Tübinger Platanenallee anhand der Originalrechnung datiert
Pressemitteilung vom 11.06.2013
Unter den Augen Friedrich Hölderlins wurde sie einst gepflanzt – doch wie alt die Tübinger Platanenallee tatsächlich ist, wusste bislang niemand so genau. Jetzt brachte ein Fund im Tübinger Stadtarchiv das exakte Datum zutage: Die Originalrechnung aus dem Jahr 1828 beweist, dass die Bäume im Januar/Februar 1828 bei der „exotischen Baumschule Hohenheim“ für 32 Gulden gekauft und von dort mit weiteren Bäumen nach Tübingen geliefert wurden (Originalrechnung und Transkription in der Anlage).
Neben den 96 Platanen der Art Platanus occidentalis wurden 60 Pappeln und vier Tulpenbäume bestellt und geliefert, der Rechnungsbetrag belief sich einschließlich sechs Prozent Rabatt und sechs Gulden Fuhrlohn auf insgesamt 48 württembergische Gulden und 30 Kreuzer. Quittiert wurde er durch die Unterschriften von Gemeindeinspektor Riß, Schultheiß Bierer und 13 weiteren Stadträthen. Der Ort, an dem die Platanen gepflanzt wurden, ist leider in der Rechnung nicht überliefert.
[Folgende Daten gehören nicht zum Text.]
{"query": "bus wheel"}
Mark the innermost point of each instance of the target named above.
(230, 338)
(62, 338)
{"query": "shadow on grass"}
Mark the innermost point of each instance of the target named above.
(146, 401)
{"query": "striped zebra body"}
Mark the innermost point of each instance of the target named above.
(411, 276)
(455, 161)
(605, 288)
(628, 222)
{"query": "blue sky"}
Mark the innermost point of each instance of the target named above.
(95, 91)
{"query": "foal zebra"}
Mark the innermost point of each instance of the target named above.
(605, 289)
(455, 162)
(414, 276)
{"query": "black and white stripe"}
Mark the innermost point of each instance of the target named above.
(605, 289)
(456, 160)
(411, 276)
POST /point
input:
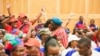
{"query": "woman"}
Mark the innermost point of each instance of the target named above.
(52, 47)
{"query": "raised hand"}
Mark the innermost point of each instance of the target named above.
(8, 6)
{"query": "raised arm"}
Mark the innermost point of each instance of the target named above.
(6, 20)
(37, 17)
(68, 19)
(8, 9)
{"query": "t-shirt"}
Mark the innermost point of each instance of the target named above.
(94, 53)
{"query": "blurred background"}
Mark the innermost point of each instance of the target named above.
(90, 9)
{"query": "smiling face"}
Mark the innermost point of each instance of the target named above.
(19, 51)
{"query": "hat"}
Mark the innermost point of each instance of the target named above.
(44, 31)
(56, 20)
(21, 15)
(33, 42)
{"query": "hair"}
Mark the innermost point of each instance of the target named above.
(2, 31)
(85, 42)
(50, 41)
(47, 23)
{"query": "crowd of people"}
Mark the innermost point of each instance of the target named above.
(19, 36)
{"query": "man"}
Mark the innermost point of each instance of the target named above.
(84, 48)
(59, 31)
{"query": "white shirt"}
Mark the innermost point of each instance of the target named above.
(94, 53)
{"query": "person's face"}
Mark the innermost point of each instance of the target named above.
(33, 34)
(33, 51)
(83, 50)
(53, 26)
(14, 24)
(1, 35)
(19, 51)
(53, 51)
(74, 44)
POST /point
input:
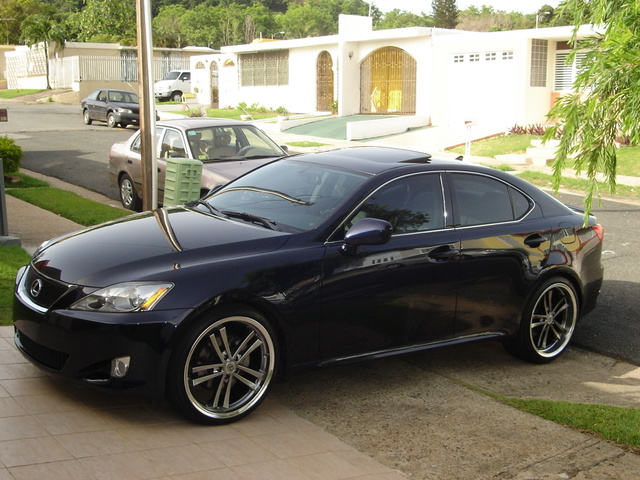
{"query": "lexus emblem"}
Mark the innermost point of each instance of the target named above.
(36, 288)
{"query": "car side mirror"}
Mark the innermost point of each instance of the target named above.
(366, 231)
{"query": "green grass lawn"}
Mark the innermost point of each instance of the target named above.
(628, 157)
(69, 205)
(499, 145)
(11, 259)
(230, 113)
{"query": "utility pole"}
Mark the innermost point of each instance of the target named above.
(149, 158)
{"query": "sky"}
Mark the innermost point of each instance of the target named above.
(420, 6)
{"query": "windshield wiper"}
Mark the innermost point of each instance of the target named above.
(213, 210)
(249, 217)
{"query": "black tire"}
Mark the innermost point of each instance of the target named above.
(548, 322)
(128, 195)
(223, 367)
(111, 120)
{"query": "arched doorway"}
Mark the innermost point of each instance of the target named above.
(324, 81)
(388, 82)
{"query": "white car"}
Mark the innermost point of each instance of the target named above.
(227, 148)
(173, 85)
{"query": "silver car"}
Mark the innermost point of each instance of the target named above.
(228, 148)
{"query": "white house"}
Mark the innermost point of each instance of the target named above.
(449, 77)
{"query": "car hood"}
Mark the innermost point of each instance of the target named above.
(147, 245)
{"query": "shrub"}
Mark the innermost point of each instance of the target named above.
(11, 155)
(537, 130)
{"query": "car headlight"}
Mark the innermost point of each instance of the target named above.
(124, 297)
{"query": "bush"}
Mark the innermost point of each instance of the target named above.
(537, 130)
(11, 155)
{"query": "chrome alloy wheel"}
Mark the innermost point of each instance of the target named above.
(553, 320)
(229, 368)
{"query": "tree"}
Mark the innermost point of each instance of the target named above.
(115, 19)
(445, 13)
(605, 107)
(400, 19)
(40, 28)
(309, 19)
(13, 13)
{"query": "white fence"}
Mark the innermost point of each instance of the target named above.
(124, 69)
(68, 72)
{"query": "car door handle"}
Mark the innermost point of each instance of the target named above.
(535, 240)
(442, 254)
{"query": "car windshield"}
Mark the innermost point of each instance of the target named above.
(294, 196)
(123, 97)
(211, 144)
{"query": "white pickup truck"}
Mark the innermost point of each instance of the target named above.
(175, 83)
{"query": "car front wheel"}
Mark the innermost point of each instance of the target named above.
(111, 120)
(128, 195)
(223, 367)
(548, 322)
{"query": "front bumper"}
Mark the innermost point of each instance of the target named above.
(83, 345)
(128, 118)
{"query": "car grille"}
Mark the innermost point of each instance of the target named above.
(44, 355)
(41, 290)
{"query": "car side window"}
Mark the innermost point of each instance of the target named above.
(172, 145)
(410, 204)
(481, 200)
(136, 145)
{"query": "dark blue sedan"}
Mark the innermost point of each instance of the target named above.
(308, 261)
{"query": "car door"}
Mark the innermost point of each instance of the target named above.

Es ist aber davon auszugehen, dass dies sofort an der heutigen Stelle geschah. Ende 1828 standen die Platanen bereits, denn zu diesem Zeitpunkt wurden sie in einem weiteren Dokument bereits als „Neue Allee“ bezeichnet. Weitere interessante Hinweise würde vermutlich das Gemeinderatsprotokoll aus dieser Zeit liefern. Doch schon damals war das Gremium fleißig: Mehr als 1.200 eng beschriebene Seiten müssten für die Jahre 1827 und 1828 durchforstet werden, um dies zu überprüfen.
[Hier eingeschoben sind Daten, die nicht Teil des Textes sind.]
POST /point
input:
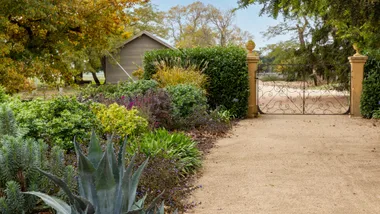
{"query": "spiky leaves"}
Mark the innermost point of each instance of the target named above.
(19, 159)
(104, 185)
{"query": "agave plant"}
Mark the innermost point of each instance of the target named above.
(105, 185)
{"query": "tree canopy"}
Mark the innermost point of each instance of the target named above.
(55, 40)
(203, 25)
(357, 21)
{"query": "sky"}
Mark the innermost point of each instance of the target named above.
(247, 19)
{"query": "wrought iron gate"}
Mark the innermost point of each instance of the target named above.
(303, 89)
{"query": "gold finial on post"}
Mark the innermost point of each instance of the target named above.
(250, 46)
(357, 49)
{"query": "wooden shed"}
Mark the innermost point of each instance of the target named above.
(131, 56)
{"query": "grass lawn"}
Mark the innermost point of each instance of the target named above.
(47, 92)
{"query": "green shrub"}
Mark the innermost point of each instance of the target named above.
(106, 185)
(226, 68)
(376, 114)
(118, 120)
(104, 93)
(8, 125)
(163, 177)
(174, 146)
(56, 121)
(128, 89)
(18, 161)
(186, 99)
(155, 106)
(175, 75)
(3, 95)
(93, 92)
(370, 99)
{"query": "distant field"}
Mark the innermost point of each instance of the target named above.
(47, 92)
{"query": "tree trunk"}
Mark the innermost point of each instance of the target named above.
(95, 78)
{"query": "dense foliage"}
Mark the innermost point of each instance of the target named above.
(175, 75)
(118, 120)
(226, 70)
(3, 96)
(163, 176)
(106, 186)
(8, 125)
(173, 146)
(186, 100)
(122, 89)
(354, 20)
(370, 99)
(56, 40)
(154, 105)
(19, 158)
(56, 121)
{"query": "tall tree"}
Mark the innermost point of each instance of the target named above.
(198, 24)
(148, 18)
(357, 21)
(50, 39)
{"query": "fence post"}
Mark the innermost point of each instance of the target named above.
(252, 61)
(357, 74)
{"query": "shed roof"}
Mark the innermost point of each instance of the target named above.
(150, 35)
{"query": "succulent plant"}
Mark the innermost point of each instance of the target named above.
(105, 185)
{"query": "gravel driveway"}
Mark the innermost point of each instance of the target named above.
(294, 164)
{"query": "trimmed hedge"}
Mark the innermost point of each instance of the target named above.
(370, 99)
(226, 68)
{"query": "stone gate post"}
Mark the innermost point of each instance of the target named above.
(252, 60)
(357, 74)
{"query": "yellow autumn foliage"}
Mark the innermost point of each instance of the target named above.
(118, 120)
(175, 75)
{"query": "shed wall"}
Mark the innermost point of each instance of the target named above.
(130, 57)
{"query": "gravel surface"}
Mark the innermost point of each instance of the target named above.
(294, 164)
„Über die Motivationslage der Stadträthe bezüglich der Platanenallee sind wir trotzdem sehr gut unterrichtet“, führt Stadtarchivar Udo Rauch aus: „Tübingen stand damals unter Druck. Es mehrten sich die Stimmen, die eine Verlegung der Universität nach Stuttgart verlangten. Vielen erschien das kleine Universitätsstädtchen als zu eng und provinziell. Es mangelte an Wohnraum, an kulturellen Angeboten und an schön angelegten Spazierwegen“. Der Kaufmann und Stadtchronist Ludwig Baur erinnert sich 1863: "Es bemächtigte sich der Tübinger eine große Bestürzung und die bürgerlichen Collegien thaten alles Mögliche, um das Übel abzuwenden... Der Universitäts-Verlegungsangst verdanken wir nicht nur die Straßenbeleuchtung, sondern auch mehrere Spaziergänge auf dem Wöhrd" (Der städtische Haushalt Tübingens vom Jahre 1750 bis auf unsere Zeit, Tübingen 1863, S. 258). Übrigens: die erwähnte Straßenbeleuchtung bestand natürlich nur aus einfachen Laternen und wurde exakt im gleichen Jahr wie die Platananen also 1828 beschafft.
Will man sich heute eine Vorstellung davon machen, wie viel die Platanenallee die Stadt gekostet hat, ist man auf Vergleiche angewiesen. Die Stadtpflegrechnung von 1828, in der alle Ausgaben der Stadt eingetragen wurden, liefert dafür viele Anhaltspunkte. So erhielt zum Beispiel der in der Rechnung erwähnte Gemeindeinspektor Riß ein Jahresgehalt von 200 Gulden – also rund das Siebenfache von dem, was die Platanen gekostet hatten. Stadtschultheiß Bierer bezog sogar ein Jahresgehalt von 1.000 Gulden. Die Kosten für die Allee waren also durchaus überschaubar. Allerdings gab es – wie auch heute bei manchen öffentlichen Projekten – nicht bezifferbare Nebenkosten. Das Wöhrdgelände vor dem Neckartor hatte bis zur Bepflanzung mit der Allee zur Allmende gehört, auf der die Tübinger ihr Vieh weiden durften. Hier musste die Stadt für anderweitigen Ersatz sorgen. Außerdem mussten sich die Stadtoberen mit den einfachen Leuten anlegen, denn die wollten dort lieber weiterhin ihr Vieh zur Weide bringen. Nach Spazierengehen war ihnen weniger zumute.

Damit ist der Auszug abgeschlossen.